Subsequent studies in 1995 confirmed that the db gene encodes the leptin receptor, and that it is expressed in the hypothalamus, a region of the brain known to regulate the sensation of hunger and body weight.
Recognition of scientific advances
Coleman and Friedman have been awarded numerous prizes acknowledging their roles in discovery of leptin, including the Gairdner Foundation International Award (2005), the Shaw Prize (2009), the Lasker Award, the BBVA Foundation Frontiers of Knowledge Award and the King Faisal International Prize, Leibel has not received the same level of recognition from the discovery because he was omitted as a co-author of a scientific paper published by Friedman that reported the discovery of the gene.
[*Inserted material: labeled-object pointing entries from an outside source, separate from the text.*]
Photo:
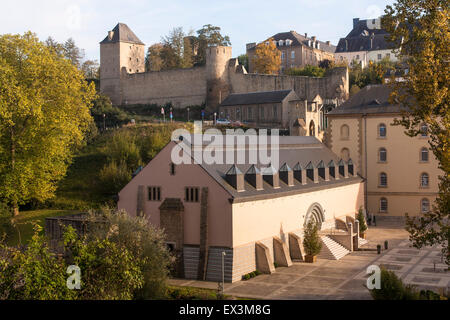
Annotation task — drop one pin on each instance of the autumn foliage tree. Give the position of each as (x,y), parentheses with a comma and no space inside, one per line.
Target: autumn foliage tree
(421,28)
(267,59)
(44,114)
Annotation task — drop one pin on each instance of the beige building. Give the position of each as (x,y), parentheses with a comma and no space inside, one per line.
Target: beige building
(401,171)
(124,79)
(365,42)
(296,50)
(254,213)
(281,110)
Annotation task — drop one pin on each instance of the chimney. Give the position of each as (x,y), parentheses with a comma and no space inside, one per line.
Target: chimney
(235,178)
(254,177)
(323,172)
(351,168)
(270,175)
(343,168)
(300,174)
(332,170)
(312,172)
(287,175)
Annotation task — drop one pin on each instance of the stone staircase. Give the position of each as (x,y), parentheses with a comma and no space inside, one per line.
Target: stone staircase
(362,242)
(331,249)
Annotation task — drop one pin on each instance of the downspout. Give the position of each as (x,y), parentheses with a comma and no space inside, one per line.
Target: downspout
(365,161)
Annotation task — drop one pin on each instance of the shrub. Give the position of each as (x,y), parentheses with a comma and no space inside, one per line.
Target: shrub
(311,241)
(362,221)
(143,241)
(122,148)
(113,177)
(34,273)
(392,288)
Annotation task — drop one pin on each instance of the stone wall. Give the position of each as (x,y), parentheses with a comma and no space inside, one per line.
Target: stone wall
(182,87)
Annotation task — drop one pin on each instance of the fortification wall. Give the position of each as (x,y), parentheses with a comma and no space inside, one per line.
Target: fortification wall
(335,85)
(182,87)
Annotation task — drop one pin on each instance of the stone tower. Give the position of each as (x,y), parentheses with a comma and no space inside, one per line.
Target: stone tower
(217,83)
(121,51)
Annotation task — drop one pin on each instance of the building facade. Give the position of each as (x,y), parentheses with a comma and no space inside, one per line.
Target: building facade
(255,213)
(401,171)
(124,80)
(365,42)
(296,50)
(281,110)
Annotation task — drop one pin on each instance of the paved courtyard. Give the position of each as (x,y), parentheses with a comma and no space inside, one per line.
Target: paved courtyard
(344,278)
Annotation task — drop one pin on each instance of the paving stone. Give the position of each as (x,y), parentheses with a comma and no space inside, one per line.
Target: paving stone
(248,289)
(319,282)
(355,285)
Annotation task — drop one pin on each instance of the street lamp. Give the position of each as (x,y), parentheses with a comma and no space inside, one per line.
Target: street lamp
(223,270)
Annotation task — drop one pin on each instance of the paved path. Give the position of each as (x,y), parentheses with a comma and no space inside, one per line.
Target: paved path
(344,278)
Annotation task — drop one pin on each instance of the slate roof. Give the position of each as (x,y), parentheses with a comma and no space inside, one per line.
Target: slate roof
(256,97)
(295,152)
(122,33)
(361,38)
(298,39)
(372,99)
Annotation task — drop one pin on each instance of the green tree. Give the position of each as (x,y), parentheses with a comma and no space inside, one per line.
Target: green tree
(243,60)
(44,114)
(422,29)
(33,274)
(267,59)
(308,70)
(208,36)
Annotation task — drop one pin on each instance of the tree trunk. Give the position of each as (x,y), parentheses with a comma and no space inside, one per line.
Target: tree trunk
(15,209)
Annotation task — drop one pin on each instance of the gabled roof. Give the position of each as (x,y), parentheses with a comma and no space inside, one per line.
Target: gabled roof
(294,151)
(298,40)
(257,97)
(372,99)
(122,33)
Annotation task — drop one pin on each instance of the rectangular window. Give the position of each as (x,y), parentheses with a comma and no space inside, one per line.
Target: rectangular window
(191,194)
(154,193)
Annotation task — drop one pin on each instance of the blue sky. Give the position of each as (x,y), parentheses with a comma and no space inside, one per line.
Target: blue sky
(87,22)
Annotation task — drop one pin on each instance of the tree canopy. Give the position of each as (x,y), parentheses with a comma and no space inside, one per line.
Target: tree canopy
(44,114)
(422,29)
(267,59)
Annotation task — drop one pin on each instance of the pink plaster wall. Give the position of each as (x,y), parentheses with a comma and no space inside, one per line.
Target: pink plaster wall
(156,173)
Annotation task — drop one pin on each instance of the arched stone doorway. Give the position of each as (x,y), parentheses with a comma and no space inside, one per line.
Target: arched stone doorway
(312,128)
(315,212)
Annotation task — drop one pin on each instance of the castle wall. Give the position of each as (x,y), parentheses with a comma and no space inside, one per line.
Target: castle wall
(182,87)
(330,87)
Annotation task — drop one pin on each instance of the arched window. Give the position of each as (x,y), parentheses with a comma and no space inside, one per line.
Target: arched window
(345,132)
(383,205)
(383,180)
(382,130)
(424,180)
(424,155)
(345,154)
(424,130)
(382,155)
(424,205)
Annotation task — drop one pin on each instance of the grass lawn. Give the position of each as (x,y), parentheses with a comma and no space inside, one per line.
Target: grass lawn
(24,224)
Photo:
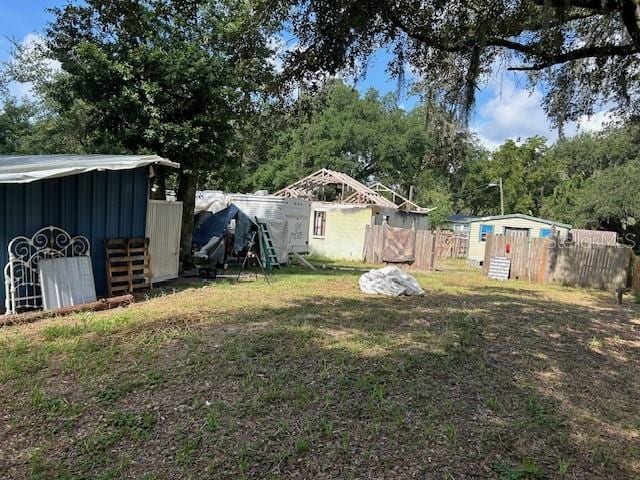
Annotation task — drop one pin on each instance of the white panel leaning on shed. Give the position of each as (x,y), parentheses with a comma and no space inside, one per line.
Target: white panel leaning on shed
(164,222)
(66,281)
The various theories surrounding Friedman's omission of Leibel and others as co-authors of this paper have been presented in a number of publications, including Ellen Ruppel Shell’s 2002 book The Hungry Gene.
The discovery of leptin also is documented in a series of books including Fat: Fighting the Obesity Epidemic by Robert Pool, The Hungry Gene by Ellen Ruppel Shell, and Rethinking Thin: The New Science of Weight Loss and the Myths and Realities of Dieting by Gina Kolata. Fat: Fighting the Obesity Epidemic and Rethinking Thin: The New Science of Weight Loss and the Myths and Realities of Dieting review the work in the Friedman laboratory that led to the cloning of the ob gene, while The Hungry Gene draws attention to the contributions of Leibel.